No. Firewire is a chained bus. One port is in, one port is out. Doesn't matter which way round.

If you had a second Firewire device you'd connect it to the spare port on the Icydock.
 
dual port are for daisy chaining, just like with Thunderbolt. If you want faster transport you need newer Mac with USB 3 and/or Thunderbolt. When you get to USB 3 transport speeds the read/write delay is mostly in the enclosure and the latency of the drives inside.
 
dual port are for daisy chaining, just like with Thunderbolt. If you want faster transport you need newer Mac with USB 3 and/or Thunderbolt. When you get to USB 3 transport speeds the read/write delay is mostly in the enclosure and the latency of the drives inside.
Thanks saves me buying another cable.
 
When you get to USB 3 transport speeds the read/write delay is mostly in the enclosure and the latency of the drives inside.

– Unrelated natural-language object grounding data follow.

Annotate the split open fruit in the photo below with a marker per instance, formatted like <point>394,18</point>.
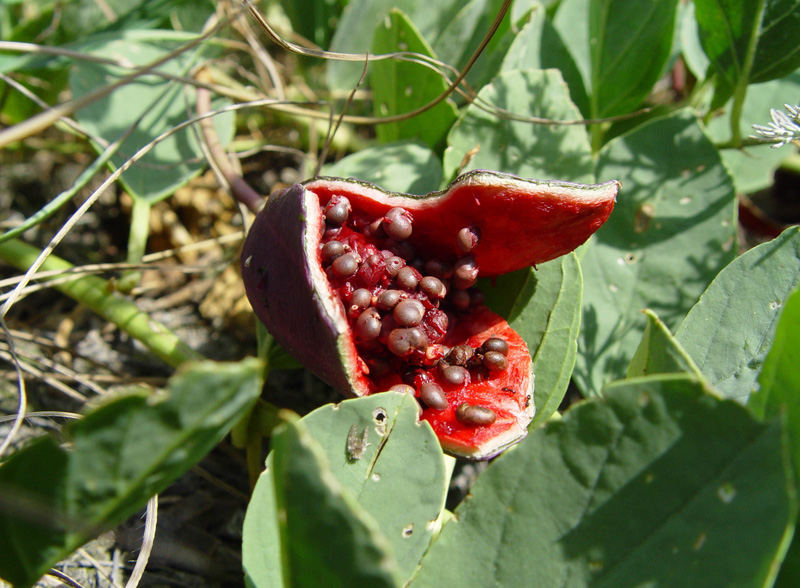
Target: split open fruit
<point>374,290</point>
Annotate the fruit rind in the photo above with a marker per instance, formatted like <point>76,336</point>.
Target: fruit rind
<point>291,295</point>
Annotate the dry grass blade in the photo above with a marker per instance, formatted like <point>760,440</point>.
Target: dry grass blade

USB3 is a terrible out of control transport mechanism for disk drives, slow, but cheap. There are numerous protocol issues except for perhaps simple portable devices that don't sleep and with one device on a USB port. USB3 controllers within the enclosures typically don't meet all the USB3 specs (they are cheap and time to market critical), and some of those can cause havoc with a MAC.

Firewire may be slower on paper, but not so much in practice and a much more reliable storage transport.
 
Firewire may be slower on paper, but not so much in practice and a much more reliable storage transport.

It is dying technology. Old machines may have few options. Newer Macs don't even have FW ports. Move on.
 
It is dying technology. Old machines may have few options. Newer Macs don't even have FW ports. Move on.

Buy the Thunderbolt to FW adaptor. Problem solved.

Firewire was designed to replace SCSI for high bandwidth devices. It's still supported - I'm not replacing perfectly good Firewire peripherals that still work.
 
As a usable technology, firewire is far from "dead".
It still runs, and runs well.
No use to abandon firewire devices yet.

In at least one instance -- audio recording using firewire-based audio interfaces -- firewire still excels above the alternate connecting technology (USB3).
 
As a usable technology, firewire is far from "dead".

Look at new Mac Pro, iMac, Mac Mini, and the various MacBooks, It seems as if Apple disagrees as FW ports are no where to be found. Like Aperture, the software still runs; but, does not make a good investment target at this late point in its life cycle. At least devices like HDs can be moved from FW enclosures to USB 3 or TB until USB-C is in wide use. Soon the only connector we will see on Macs is USB-C ports that carry a variety of protocols such as USB 3.1/3/2, TB 1/2/3, Ethernet..etc.
 
I'm going to repeat what I said above. Apple manufacture a Thunderbolt to Firewire device at a sensible price that fits the 99% of the range with a Thunderbolt port. It's far from dead.

On your basis of them removing the port, is Ethernet is dead also because they removed it from the Pro laptops? Thought not.
 
I'm going to repeat what I said above. Apple manufacture a Thunderbolt to Firewire device at a sensible price that fits the 99% of the range with a Thunderbolt port. It's far from dead.

On your basis of them removing the port, is Ethernet is dead also because they removed it from the Pro laptops? Thought not.
 
On your basis of them removing the port, is Ethernet is dead also because they removed it from the Pro laptops? Thought not.

As a physical port on Macs obviously yes as the new Macbook does not need one and neither does my rMBP. As a protocol, no. It like other protocols can run on USB-C sessions of wifi. So watch the wired protocols move to USC-C sessions in the very near future. But why would someone run FW protocol on a USB-C session when there will be USB-3.1/3/2, Thunderbolt 1/2/3 protocols as alternatives? Again, any external drives can simply be moved to another enclosure with an faster interface.

Lets see how many new FW products are introduced in the nest year from major players like Seagate/LaCie, WD, HP, Epson, Brother or others. While we can have an opinion, ultimately it is their product plans and rollouts that drive this one way or the other.